Curiosity

El Paseo Útil. Una mañana diferente.

Hoy es domingo. He quedado con mi marido para pasear juntos.

Como vivimos en la naturaleza, hemos decidido cambiar de entorno e irnos al lado del mar.

Es temporada de cruceros, y aprovecho que algunas zonas comerciales están abiertas para hacer algunas compras.

Tomamos un café acompañado de un pastelito de Lisboa en la zona del parque Santa Catalina. Siempre tengo la sensación que estamos de viaje, y observando la foto que está impresa en la pared, me imagino subida en el tranvía que la ocupa, con una mirada curiosa por todo lo que observo, y sintiendo el aire que acaricia mi cara.

Seguimos nuestro camino. En la avenida por la que camino hay una tienda con cuyo estilo he conectado últimamente. Pronto tendré mi primer “paseo consciente” oficial, y necesito algo de ropa para la ocasión. Opté por un pantalón de algodón holgado, y dos tops de materiales frescos. En colores tierra y beige. Me ayudará a estar bien anclada y centrada para dar lo mejor de mí.

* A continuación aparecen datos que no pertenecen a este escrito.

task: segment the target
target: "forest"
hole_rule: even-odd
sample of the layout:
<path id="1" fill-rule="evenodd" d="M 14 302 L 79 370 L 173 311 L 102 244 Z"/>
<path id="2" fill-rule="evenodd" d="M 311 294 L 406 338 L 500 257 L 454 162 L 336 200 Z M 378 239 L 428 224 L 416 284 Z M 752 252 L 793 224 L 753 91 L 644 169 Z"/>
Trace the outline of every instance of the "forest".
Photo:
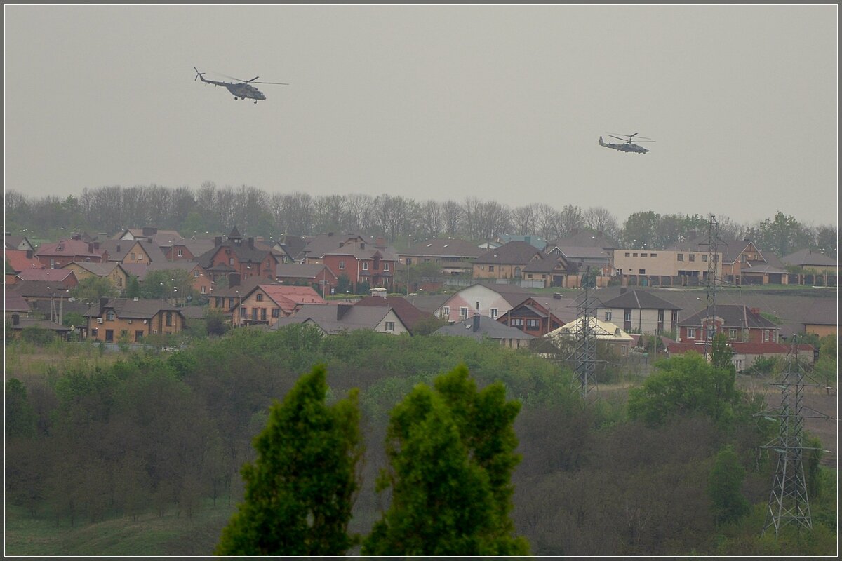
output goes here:
<path id="1" fill-rule="evenodd" d="M 194 520 L 175 538 L 107 551 L 211 554 L 243 500 L 240 470 L 255 459 L 254 437 L 267 426 L 269 407 L 317 364 L 327 373 L 328 403 L 359 391 L 354 534 L 368 535 L 389 505 L 376 480 L 387 463 L 396 404 L 463 365 L 480 389 L 501 384 L 505 399 L 520 404 L 510 516 L 532 554 L 836 549 L 836 474 L 820 464 L 820 451 L 804 461 L 812 531 L 791 526 L 778 537 L 761 535 L 776 458 L 760 447 L 777 424 L 758 415 L 769 404 L 740 391 L 733 373 L 695 356 L 658 363 L 627 391 L 608 391 L 620 386 L 605 373 L 606 391 L 583 400 L 564 364 L 441 336 L 322 337 L 291 325 L 234 330 L 174 352 L 108 354 L 86 343 L 40 348 L 23 341 L 7 341 L 6 352 L 8 554 L 67 553 L 39 548 L 27 533 L 36 527 L 81 536 L 109 523 L 152 528 Z M 102 554 L 98 548 L 104 545 L 83 541 L 72 553 Z"/>
<path id="2" fill-rule="evenodd" d="M 74 232 L 110 236 L 146 225 L 173 229 L 183 236 L 226 235 L 236 225 L 248 236 L 280 239 L 329 231 L 383 236 L 397 249 L 436 237 L 477 242 L 503 235 L 540 236 L 547 241 L 589 230 L 626 248 L 662 248 L 707 234 L 704 214 L 635 212 L 618 219 L 604 207 L 534 203 L 509 208 L 467 197 L 463 201 L 416 201 L 401 196 L 365 193 L 318 195 L 296 191 L 267 193 L 253 186 L 218 187 L 205 182 L 196 189 L 159 185 L 85 188 L 81 195 L 27 197 L 6 192 L 6 230 L 56 241 Z M 802 219 L 803 220 L 803 219 Z M 719 236 L 747 236 L 762 251 L 779 257 L 812 249 L 837 255 L 836 225 L 813 225 L 784 212 L 754 223 L 717 214 Z"/>

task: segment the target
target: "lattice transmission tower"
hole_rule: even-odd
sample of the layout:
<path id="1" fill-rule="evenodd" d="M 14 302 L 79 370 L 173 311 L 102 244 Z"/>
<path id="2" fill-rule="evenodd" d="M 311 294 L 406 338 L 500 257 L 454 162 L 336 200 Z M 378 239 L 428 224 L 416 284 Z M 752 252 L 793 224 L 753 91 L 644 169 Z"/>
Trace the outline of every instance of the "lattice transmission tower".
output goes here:
<path id="1" fill-rule="evenodd" d="M 781 389 L 781 406 L 777 410 L 759 414 L 766 419 L 777 418 L 781 422 L 778 437 L 761 447 L 778 453 L 763 533 L 774 527 L 775 535 L 777 536 L 788 524 L 797 524 L 799 529 L 802 527 L 813 528 L 807 479 L 804 476 L 804 451 L 817 448 L 804 446 L 804 419 L 830 417 L 803 405 L 802 389 L 805 386 L 825 388 L 822 384 L 805 384 L 805 377 L 804 368 L 798 360 L 797 336 L 794 336 L 787 356 L 786 369 L 781 373 L 781 379 L 773 383 Z"/>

Mi marido esperaba fuera cual guardaespalda. Ja, ja. Así se lo dije. Allí apoyado en la baranda, con brazos cruzados, gafas de sol oscuras y mirada fija en el interior de la tienda, tenía toda la pinta!!.
Una vez y elegí lo que iba a comprar, lo llamé para pedir su opinión. Siii. Además, asesor de moda. Ya saben… El paseo útil.

A la vuelta compré una tarrina de helado en una heladería italiana que estaba en el centro comercial donde aparcamos. Esta vez de yogurt y maracuyá. Algo exótico.

Iniciamos nuestro camino de regreso. Conducía yo. Me gusta conducir. Veía a lo lejos las montañas. Se acercaban lentamente a medida que subíamos por la carretera que nos llevaba de nuevo a casa.

Y de repente fui consciente del “estado de impermanencia” que los budistas tan integrado tienen en sus enseñanzas. Todo cambia. Todo pasa. Esto también. El tiempo es un tesoro.